Sin más, los dejo con el primer capítulo.
Capítulo 1: el joven Vencedor
—¡Katniss, mira! —chilla Prim, agitada—. ¡Las encontré en el comedero de Lady! ¡Mira!
Me fijo sin demasiado interés en lo que tiene en el puño, además de unas briznas de hierba. Estoy ocupada despellejado y destripando un conejo gordo, posiblemente el último hasta la primavera, y casi no le presto atención a mi hermanita hasta que veo brillar algo en su mano.
—¿Qué es eso, Prim? —pregunto, precavida.

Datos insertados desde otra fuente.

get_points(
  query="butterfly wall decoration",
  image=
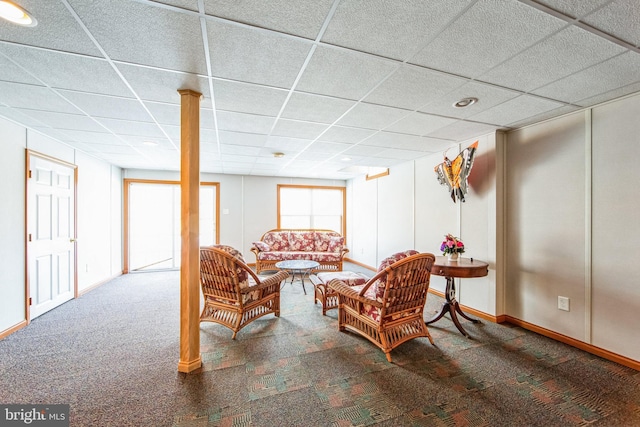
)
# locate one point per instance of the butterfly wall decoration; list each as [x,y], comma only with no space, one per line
[454,173]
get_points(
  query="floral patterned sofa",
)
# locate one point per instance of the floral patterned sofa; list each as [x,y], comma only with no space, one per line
[323,246]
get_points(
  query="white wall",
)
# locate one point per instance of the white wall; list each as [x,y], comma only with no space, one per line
[413,211]
[573,206]
[248,204]
[615,291]
[98,213]
[13,141]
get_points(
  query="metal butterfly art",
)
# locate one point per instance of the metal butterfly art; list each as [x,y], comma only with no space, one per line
[454,173]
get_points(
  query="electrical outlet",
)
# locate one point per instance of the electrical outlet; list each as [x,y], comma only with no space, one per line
[563,303]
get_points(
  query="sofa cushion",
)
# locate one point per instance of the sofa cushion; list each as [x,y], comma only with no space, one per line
[381,283]
[350,278]
[322,242]
[277,240]
[304,241]
[336,243]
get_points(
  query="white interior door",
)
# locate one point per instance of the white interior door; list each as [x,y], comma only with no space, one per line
[50,234]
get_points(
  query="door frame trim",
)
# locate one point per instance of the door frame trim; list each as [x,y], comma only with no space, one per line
[27,288]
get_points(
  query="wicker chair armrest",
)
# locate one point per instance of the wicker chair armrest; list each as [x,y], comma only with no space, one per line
[347,291]
[267,283]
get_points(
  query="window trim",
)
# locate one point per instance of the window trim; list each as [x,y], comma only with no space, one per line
[126,182]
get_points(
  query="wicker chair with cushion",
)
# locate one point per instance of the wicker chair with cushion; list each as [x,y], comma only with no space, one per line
[234,295]
[388,309]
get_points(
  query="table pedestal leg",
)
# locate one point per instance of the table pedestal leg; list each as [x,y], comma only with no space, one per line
[300,274]
[452,307]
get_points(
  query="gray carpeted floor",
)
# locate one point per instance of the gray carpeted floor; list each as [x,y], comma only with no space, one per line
[112,355]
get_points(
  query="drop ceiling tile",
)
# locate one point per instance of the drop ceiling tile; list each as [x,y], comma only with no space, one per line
[20,117]
[107,106]
[567,52]
[381,162]
[516,109]
[128,127]
[462,130]
[169,114]
[572,8]
[343,74]
[115,23]
[434,145]
[544,116]
[57,29]
[315,157]
[361,150]
[463,50]
[488,96]
[242,138]
[298,129]
[299,18]
[165,114]
[286,145]
[620,18]
[604,77]
[68,71]
[255,55]
[34,97]
[184,4]
[396,141]
[420,124]
[399,154]
[372,116]
[348,135]
[251,123]
[327,147]
[239,150]
[103,138]
[151,84]
[411,87]
[64,120]
[248,98]
[388,28]
[211,148]
[315,108]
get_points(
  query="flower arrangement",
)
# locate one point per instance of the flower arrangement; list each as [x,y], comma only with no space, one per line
[451,245]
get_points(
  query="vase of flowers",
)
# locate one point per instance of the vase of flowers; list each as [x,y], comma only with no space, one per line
[452,247]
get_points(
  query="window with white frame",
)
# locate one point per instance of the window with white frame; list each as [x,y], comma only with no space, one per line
[310,207]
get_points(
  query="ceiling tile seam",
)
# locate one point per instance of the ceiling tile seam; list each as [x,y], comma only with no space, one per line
[578,22]
[207,55]
[574,103]
[57,92]
[115,68]
[303,68]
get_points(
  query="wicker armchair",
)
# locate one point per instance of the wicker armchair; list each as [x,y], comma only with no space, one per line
[234,295]
[388,309]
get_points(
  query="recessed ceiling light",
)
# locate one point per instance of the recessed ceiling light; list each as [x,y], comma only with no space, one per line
[16,14]
[465,102]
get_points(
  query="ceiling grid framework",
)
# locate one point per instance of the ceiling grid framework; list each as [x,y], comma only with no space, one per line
[373,81]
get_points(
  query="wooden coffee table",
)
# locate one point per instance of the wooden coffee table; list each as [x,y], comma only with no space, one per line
[463,268]
[299,268]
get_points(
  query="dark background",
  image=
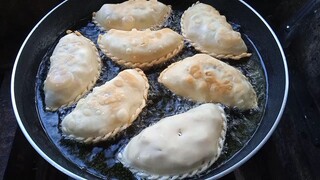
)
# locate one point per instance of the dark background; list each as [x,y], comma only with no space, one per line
[292,152]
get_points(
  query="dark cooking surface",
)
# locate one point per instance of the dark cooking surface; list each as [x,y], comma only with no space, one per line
[291,153]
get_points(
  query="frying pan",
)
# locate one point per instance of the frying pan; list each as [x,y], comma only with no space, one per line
[66,14]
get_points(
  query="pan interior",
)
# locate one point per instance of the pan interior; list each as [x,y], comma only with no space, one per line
[99,159]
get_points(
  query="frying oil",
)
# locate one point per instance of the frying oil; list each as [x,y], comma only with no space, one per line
[100,159]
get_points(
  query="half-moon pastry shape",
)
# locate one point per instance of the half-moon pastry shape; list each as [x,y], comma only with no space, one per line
[178,146]
[132,14]
[108,109]
[140,49]
[75,67]
[210,33]
[203,78]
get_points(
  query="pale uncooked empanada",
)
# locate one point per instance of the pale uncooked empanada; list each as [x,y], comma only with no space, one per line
[75,67]
[203,78]
[109,109]
[178,146]
[210,33]
[140,49]
[138,14]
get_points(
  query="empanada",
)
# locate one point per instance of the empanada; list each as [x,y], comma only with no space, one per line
[141,49]
[109,109]
[203,78]
[210,33]
[178,146]
[138,14]
[75,67]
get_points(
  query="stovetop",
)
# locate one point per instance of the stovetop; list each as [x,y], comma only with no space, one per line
[292,152]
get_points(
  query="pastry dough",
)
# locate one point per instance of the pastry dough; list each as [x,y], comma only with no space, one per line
[75,67]
[179,146]
[205,79]
[109,109]
[138,14]
[140,49]
[210,33]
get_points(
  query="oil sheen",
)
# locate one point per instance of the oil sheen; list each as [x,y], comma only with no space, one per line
[100,159]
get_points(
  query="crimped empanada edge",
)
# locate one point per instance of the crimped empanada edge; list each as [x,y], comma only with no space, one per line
[121,128]
[197,47]
[91,84]
[153,27]
[206,165]
[144,65]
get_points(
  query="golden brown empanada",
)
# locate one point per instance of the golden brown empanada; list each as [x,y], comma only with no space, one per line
[109,109]
[178,146]
[138,14]
[203,78]
[210,33]
[75,67]
[142,49]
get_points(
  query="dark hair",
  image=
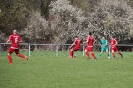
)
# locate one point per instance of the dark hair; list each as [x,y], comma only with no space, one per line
[76,36]
[90,33]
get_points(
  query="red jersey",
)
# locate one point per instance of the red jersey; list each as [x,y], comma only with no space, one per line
[90,40]
[77,43]
[15,38]
[113,42]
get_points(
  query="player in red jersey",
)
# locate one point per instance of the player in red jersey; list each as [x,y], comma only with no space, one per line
[90,41]
[75,46]
[15,39]
[114,47]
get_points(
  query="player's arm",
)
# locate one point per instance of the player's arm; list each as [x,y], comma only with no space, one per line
[116,43]
[72,45]
[94,41]
[20,40]
[86,41]
[7,42]
[106,43]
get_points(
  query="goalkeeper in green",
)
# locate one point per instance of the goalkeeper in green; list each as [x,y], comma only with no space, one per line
[104,47]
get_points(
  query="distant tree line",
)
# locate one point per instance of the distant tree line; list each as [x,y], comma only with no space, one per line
[58,21]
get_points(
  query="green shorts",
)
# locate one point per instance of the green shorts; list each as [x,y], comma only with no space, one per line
[105,48]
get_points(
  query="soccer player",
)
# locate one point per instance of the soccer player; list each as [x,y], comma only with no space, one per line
[104,47]
[90,41]
[15,39]
[114,46]
[74,47]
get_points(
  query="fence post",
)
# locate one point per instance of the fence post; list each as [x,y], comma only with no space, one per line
[57,47]
[29,50]
[0,49]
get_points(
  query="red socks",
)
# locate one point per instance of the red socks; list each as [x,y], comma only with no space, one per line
[93,55]
[10,59]
[87,55]
[113,54]
[71,54]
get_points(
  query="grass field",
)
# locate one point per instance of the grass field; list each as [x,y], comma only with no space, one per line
[45,70]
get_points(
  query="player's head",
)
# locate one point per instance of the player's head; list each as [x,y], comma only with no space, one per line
[90,33]
[112,36]
[103,37]
[14,31]
[76,36]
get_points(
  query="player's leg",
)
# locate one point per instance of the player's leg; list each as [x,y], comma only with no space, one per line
[119,52]
[10,51]
[102,50]
[90,49]
[71,53]
[86,52]
[100,54]
[108,53]
[20,55]
[113,54]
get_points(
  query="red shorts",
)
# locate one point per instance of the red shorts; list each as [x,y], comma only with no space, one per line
[115,48]
[75,48]
[11,50]
[89,49]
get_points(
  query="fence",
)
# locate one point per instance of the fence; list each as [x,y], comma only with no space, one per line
[58,47]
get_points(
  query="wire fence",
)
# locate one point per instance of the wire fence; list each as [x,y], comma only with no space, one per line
[59,47]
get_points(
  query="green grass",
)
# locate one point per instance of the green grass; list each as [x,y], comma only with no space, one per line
[45,70]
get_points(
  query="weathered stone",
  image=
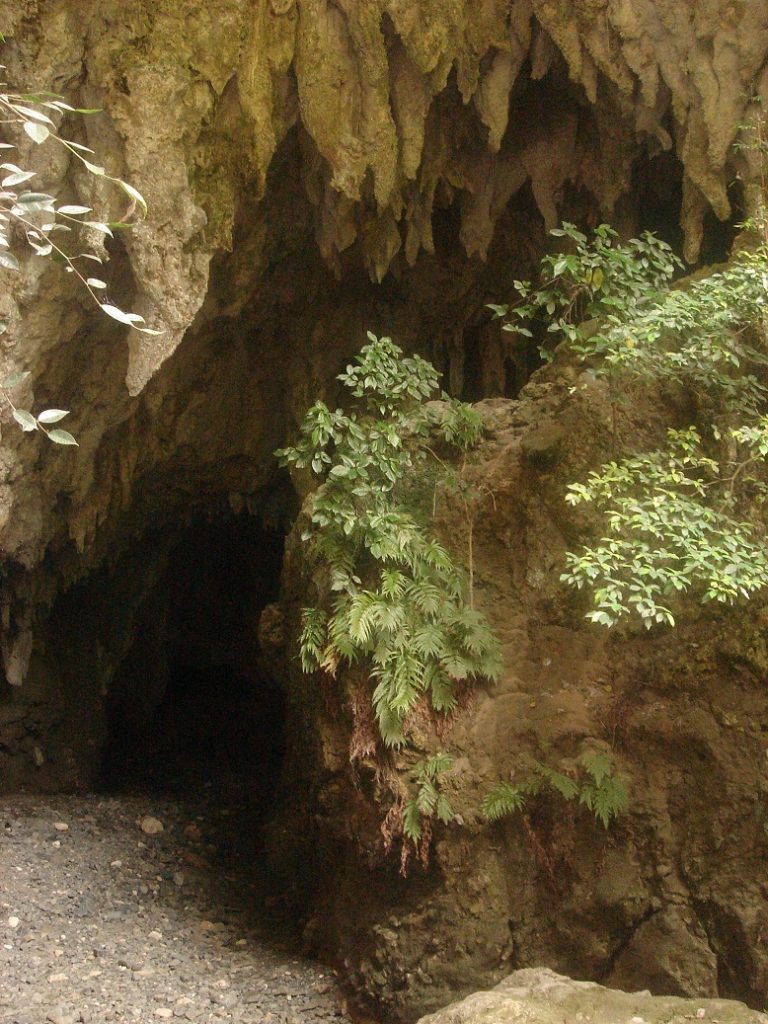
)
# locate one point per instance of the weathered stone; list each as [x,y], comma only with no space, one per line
[541,996]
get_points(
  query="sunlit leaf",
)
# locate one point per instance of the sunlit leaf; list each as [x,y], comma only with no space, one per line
[26,420]
[37,132]
[118,314]
[61,437]
[52,415]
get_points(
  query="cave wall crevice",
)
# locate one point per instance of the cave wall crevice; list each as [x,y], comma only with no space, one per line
[315,169]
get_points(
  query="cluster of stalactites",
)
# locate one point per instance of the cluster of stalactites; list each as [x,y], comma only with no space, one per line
[365,79]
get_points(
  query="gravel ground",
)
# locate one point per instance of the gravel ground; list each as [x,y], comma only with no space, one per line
[105,918]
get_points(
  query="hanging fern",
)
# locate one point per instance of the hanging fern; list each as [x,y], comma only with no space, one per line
[602,792]
[391,595]
[429,802]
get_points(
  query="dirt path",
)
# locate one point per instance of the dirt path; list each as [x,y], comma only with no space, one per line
[100,921]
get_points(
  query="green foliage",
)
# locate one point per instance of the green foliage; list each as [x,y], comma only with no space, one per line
[391,596]
[593,281]
[680,518]
[37,221]
[600,790]
[429,802]
[665,536]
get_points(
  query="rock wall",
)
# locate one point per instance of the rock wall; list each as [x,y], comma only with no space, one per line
[315,168]
[673,896]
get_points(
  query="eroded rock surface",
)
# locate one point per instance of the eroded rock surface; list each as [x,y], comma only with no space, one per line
[314,169]
[541,996]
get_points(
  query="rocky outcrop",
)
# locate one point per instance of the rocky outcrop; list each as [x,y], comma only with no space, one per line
[671,897]
[546,997]
[315,168]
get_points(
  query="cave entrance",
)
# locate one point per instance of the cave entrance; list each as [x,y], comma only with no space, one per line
[195,705]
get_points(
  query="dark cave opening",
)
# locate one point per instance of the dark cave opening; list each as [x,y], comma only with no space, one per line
[195,705]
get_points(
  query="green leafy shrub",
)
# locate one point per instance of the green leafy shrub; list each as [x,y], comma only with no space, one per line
[390,596]
[600,790]
[680,518]
[595,280]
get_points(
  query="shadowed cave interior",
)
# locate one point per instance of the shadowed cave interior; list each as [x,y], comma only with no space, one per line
[194,704]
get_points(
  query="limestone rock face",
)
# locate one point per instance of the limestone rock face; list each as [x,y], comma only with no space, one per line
[315,169]
[541,996]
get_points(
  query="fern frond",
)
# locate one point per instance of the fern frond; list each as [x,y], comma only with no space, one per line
[437,764]
[503,800]
[606,800]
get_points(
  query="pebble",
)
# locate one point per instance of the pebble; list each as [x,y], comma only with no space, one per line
[165,938]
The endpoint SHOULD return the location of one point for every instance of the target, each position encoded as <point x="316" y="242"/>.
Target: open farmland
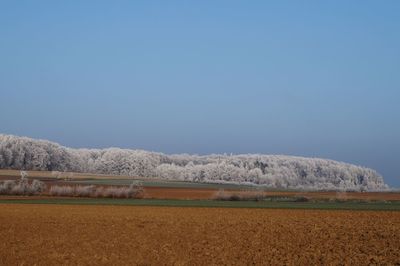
<point x="63" y="234"/>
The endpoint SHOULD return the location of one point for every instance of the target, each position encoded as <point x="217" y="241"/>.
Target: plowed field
<point x="100" y="235"/>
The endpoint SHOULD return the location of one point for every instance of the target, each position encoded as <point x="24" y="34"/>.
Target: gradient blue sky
<point x="317" y="78"/>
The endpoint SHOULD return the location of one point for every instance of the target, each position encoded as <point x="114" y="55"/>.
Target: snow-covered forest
<point x="268" y="170"/>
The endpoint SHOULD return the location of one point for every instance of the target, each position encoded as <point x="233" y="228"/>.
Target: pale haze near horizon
<point x="316" y="80"/>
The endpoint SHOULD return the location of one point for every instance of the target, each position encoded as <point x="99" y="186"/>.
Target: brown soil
<point x="100" y="235"/>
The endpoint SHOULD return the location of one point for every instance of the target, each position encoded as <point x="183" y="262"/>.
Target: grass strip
<point x="388" y="206"/>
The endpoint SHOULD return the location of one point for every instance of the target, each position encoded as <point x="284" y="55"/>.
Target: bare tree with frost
<point x="266" y="170"/>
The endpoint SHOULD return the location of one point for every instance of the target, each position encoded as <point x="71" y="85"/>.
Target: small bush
<point x="22" y="187"/>
<point x="85" y="191"/>
<point x="66" y="191"/>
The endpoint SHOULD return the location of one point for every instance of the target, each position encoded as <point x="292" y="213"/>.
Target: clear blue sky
<point x="316" y="78"/>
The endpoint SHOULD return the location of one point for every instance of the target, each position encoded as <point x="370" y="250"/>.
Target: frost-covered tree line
<point x="268" y="170"/>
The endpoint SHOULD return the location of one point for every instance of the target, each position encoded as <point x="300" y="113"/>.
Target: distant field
<point x="271" y="204"/>
<point x="134" y="235"/>
<point x="179" y="190"/>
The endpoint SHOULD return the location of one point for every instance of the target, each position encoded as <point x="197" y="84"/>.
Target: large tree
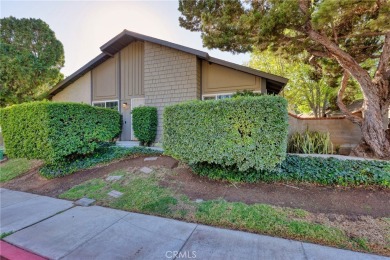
<point x="347" y="32"/>
<point x="306" y="91"/>
<point x="30" y="60"/>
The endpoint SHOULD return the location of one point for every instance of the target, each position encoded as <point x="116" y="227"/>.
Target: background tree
<point x="30" y="60"/>
<point x="347" y="33"/>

—¡Son monedas! —exclama ella—. Pero no sé si sirven. No son como las que usamos.
Al observar con atención las monedas que Prim tiene en la mano, se me cae el alma a los pies.
—¿Dónde las encontraste? —soplo más que hablo, atónita.
—En el comedero de Lady. Estaban bajo unas hojas… Katniss, ¿sirven estas monedas? —pregunta Prim, dudosa, dándolas vuelta entre los dedos—. Son demasiado grandes, y el color está mal. Pero tienen el mismo sello que las nuestras… y dicen "Panem"…
Sacudo la cabeza, todavía estupefacta. Hay cinco monedas doradas, grandes y pesadas, en la manita de Prim, que no tiene idea de lo que son.
—Son Oros, Prim. No las reconociste porque nunca habíamos tenido uno —le explico con voz temblorosa—. Un Oro equivale a cien céntimos.
Prim abre la boca y los ojos, estupefacta.
—¿Quinientos céntimos? —jadea ella, mirando su mano como si fuese algún tipo de animal salvaje y peligroso—. ¿Tengo… quinientos céntimos… en la mano?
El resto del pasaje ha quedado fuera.